2.1 Active Liveness Detection¶
Overview¶
Active liveness detection requires the user to perform specific actions in response to system-generated prompts. The system verifies both that the actions are performed correctly and that they exhibit characteristics consistent with a live human being.
sequenceDiagram
participant U as User
participant A as App (Client)
participant S as Server
A->>S: Request liveness session
S->>A: Session ID + Random challenge sequence
A->>U: Display challenge: "Turn head left"
U->>A: Performs action (camera captures)
A->>A: Local face tracking & quality check
A->>U: Display challenge: "Smile"
U->>A: Performs action
A->>A: Local verification
A->>S: Encrypted frames + metadata
S->>S: Active challenge verification
S->>S: Passive liveness analysis (parallel)

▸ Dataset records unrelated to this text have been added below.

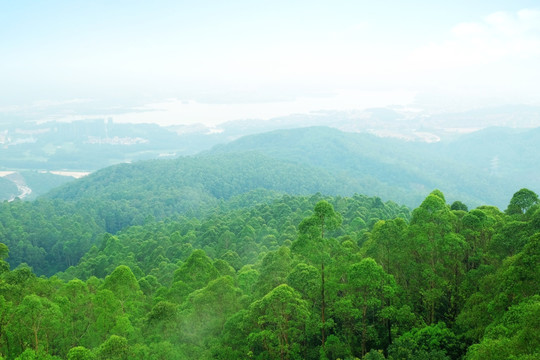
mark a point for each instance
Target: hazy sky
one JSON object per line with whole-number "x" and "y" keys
{"x": 212, "y": 61}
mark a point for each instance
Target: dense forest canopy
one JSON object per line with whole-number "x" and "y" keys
{"x": 264, "y": 275}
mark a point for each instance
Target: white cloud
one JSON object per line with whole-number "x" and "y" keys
{"x": 499, "y": 37}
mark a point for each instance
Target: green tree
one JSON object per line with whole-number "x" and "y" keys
{"x": 522, "y": 201}
{"x": 314, "y": 246}
{"x": 279, "y": 317}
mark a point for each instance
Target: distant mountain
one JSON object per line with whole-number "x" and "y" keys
{"x": 484, "y": 167}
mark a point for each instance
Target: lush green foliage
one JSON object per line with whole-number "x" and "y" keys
{"x": 289, "y": 277}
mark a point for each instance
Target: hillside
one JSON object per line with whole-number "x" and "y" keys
{"x": 476, "y": 168}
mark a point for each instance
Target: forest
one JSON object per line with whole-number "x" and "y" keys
{"x": 237, "y": 271}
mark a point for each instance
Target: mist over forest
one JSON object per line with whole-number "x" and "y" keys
{"x": 305, "y": 180}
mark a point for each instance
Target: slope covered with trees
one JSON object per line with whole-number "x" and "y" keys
{"x": 482, "y": 167}
{"x": 309, "y": 277}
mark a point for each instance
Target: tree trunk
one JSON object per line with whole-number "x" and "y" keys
{"x": 323, "y": 304}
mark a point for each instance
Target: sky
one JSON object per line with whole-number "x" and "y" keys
{"x": 182, "y": 62}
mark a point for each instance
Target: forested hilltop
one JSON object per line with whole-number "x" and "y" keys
{"x": 483, "y": 167}
{"x": 263, "y": 275}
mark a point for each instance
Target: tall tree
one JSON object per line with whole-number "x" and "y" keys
{"x": 313, "y": 244}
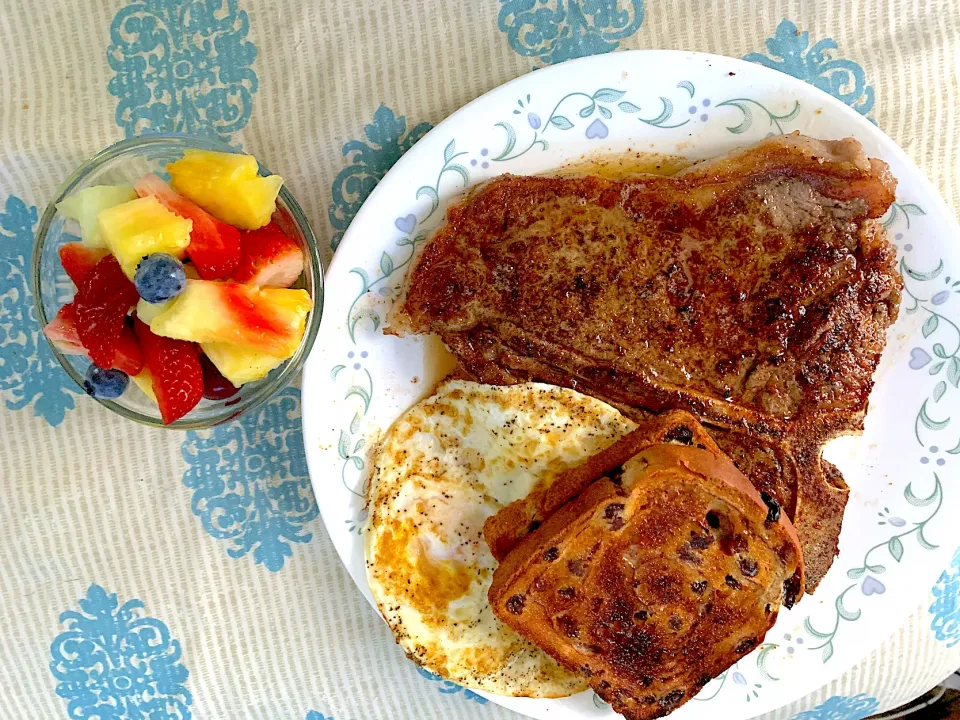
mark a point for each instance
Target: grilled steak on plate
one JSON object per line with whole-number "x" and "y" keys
{"x": 753, "y": 290}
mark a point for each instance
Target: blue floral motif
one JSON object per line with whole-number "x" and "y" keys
{"x": 557, "y": 30}
{"x": 29, "y": 372}
{"x": 113, "y": 663}
{"x": 844, "y": 79}
{"x": 448, "y": 687}
{"x": 368, "y": 163}
{"x": 182, "y": 66}
{"x": 250, "y": 483}
{"x": 842, "y": 708}
{"x": 946, "y": 607}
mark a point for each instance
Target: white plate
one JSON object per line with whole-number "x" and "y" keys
{"x": 897, "y": 534}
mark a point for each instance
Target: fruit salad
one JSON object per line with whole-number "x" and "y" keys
{"x": 183, "y": 287}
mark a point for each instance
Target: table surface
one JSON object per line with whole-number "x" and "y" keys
{"x": 187, "y": 574}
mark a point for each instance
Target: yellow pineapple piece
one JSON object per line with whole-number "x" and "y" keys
{"x": 269, "y": 320}
{"x": 228, "y": 186}
{"x": 135, "y": 229}
{"x": 241, "y": 363}
{"x": 85, "y": 205}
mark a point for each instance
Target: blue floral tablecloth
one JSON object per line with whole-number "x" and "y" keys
{"x": 182, "y": 575}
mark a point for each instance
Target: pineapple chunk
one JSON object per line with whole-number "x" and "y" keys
{"x": 144, "y": 381}
{"x": 270, "y": 320}
{"x": 84, "y": 206}
{"x": 142, "y": 227}
{"x": 240, "y": 363}
{"x": 228, "y": 186}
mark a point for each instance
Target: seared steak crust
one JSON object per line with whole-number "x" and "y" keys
{"x": 753, "y": 291}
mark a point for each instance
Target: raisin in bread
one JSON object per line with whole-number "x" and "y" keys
{"x": 515, "y": 521}
{"x": 652, "y": 587}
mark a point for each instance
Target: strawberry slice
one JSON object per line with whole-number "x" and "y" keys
{"x": 214, "y": 246}
{"x": 103, "y": 298}
{"x": 78, "y": 259}
{"x": 268, "y": 258}
{"x": 62, "y": 332}
{"x": 176, "y": 370}
{"x": 215, "y": 385}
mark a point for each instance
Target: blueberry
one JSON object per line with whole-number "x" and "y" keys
{"x": 105, "y": 384}
{"x": 159, "y": 277}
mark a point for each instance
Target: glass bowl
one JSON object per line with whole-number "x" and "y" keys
{"x": 125, "y": 162}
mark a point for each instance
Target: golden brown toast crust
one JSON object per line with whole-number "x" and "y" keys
{"x": 652, "y": 588}
{"x": 512, "y": 523}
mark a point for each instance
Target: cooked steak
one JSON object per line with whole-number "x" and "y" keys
{"x": 753, "y": 290}
{"x": 652, "y": 588}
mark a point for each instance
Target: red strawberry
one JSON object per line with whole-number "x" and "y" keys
{"x": 268, "y": 258}
{"x": 62, "y": 332}
{"x": 102, "y": 301}
{"x": 215, "y": 385}
{"x": 78, "y": 259}
{"x": 214, "y": 246}
{"x": 177, "y": 374}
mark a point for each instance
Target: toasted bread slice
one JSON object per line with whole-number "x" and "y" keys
{"x": 653, "y": 587}
{"x": 512, "y": 523}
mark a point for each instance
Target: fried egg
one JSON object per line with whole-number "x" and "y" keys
{"x": 444, "y": 467}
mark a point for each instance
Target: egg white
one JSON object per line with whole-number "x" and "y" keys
{"x": 444, "y": 467}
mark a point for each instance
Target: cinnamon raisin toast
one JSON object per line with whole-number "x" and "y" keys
{"x": 515, "y": 521}
{"x": 653, "y": 587}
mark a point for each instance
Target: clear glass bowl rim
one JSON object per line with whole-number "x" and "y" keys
{"x": 266, "y": 390}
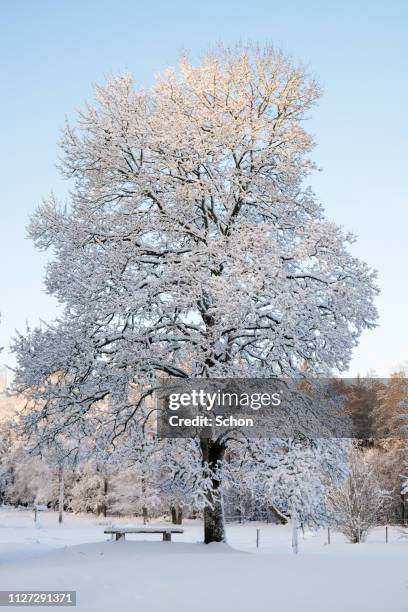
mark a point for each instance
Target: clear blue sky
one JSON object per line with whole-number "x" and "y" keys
{"x": 52, "y": 51}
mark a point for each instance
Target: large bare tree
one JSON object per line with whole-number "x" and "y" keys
{"x": 190, "y": 247}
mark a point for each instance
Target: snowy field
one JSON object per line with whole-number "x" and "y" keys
{"x": 146, "y": 574}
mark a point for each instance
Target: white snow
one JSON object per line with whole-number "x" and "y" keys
{"x": 146, "y": 574}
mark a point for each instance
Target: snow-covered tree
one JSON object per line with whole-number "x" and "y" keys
{"x": 190, "y": 247}
{"x": 355, "y": 505}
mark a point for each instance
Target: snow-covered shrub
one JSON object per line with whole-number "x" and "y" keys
{"x": 356, "y": 504}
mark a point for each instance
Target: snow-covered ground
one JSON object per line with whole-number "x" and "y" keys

S->>S: Deepfake detection (parallel)
S->>A: Liveness result
Challenge Types in Detail¶
1. Head Movement Challenges¶
The user is instructed to turn their head in a specific direction (left, right, up, down) or perform a sequence of movements.
How It Works:
graph TD
A["Challenge Issued:<br>'Turn head left'"] --> B["Face Landmark<br>Tracking (478 points)"]
B --> C["3D Head Pose<br>Estimation"]
C --> D{"Yaw angle<br>changed > 15°?"}
D -->|Yes| E["Analyze Motion<br>Naturalness"]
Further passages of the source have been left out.